At my current job, I use AI frequently.

But it's nowhere near replacing me. It's like having a 12 year old intern that's an inexperienced genius.

It's great for saving me 10 minutes to write out some simple HTML or structured data. But it's definitely not perfect and tends to add unnecessary changes, I constantly have to review and add new rules.

So I don't think it's replacing any humans any time soon, but it has gotten exponentially better over just a few months. So maybe in a few years, I'll start to worry.

[–] dgriffith@aussie.zone 1 points 10 hours ago

But it's definitely not perfect and tends to add unnecessary changes, I constantly have to review and add new rules.

This is the bit that bugs me.
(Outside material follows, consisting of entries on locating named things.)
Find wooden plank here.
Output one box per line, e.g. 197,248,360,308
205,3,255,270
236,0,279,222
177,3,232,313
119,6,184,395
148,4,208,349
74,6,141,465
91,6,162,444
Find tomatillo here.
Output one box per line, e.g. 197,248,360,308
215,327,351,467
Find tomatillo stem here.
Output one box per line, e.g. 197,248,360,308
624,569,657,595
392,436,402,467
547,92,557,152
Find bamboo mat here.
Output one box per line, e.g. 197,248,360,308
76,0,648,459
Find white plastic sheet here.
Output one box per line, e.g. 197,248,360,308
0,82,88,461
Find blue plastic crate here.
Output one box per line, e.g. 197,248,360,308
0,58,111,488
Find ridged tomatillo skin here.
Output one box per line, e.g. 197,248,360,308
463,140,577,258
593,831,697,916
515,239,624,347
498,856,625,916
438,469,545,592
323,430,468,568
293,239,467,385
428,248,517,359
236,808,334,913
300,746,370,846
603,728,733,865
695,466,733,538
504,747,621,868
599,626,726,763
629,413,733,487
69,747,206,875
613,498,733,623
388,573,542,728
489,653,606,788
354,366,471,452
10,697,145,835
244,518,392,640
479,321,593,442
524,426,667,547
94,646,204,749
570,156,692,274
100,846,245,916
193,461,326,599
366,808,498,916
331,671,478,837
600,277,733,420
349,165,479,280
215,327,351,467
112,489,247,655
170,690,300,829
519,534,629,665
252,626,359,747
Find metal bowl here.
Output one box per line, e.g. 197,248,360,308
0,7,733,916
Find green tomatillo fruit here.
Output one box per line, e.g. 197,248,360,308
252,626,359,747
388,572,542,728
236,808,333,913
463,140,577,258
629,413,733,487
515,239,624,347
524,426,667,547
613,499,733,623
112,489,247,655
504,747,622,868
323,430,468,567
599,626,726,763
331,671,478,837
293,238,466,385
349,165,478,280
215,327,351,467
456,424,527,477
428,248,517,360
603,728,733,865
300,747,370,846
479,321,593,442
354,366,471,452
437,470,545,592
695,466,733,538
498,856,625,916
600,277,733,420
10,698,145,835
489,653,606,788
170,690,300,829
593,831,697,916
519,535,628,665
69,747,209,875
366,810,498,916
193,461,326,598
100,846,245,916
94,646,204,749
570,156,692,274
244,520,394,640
I spend a bit of time to create a relatively simple application in C# with it, and it's constantly tacking on new features and four extra command line arguments and it's frothing at the mouth to add Cool Feature X, "just say the word and I'll do it".

Just do what I asked. No more. That's enough. There's enough mangled code and logic errors lurking in there already, I don't need any more "features" clouding the water.

[–] fuzzzerd@programming.dev 2 points 1 day ago

I mostly agree. It won't replace people directly, but it might let companies do more with fewer developers.

Not to say they don't need anyone, but maybe they get by with 75 instead of 100 developers? Hard to say where that falls because the outcomes if ai usage are so variable based on skill of operator and the target codebase.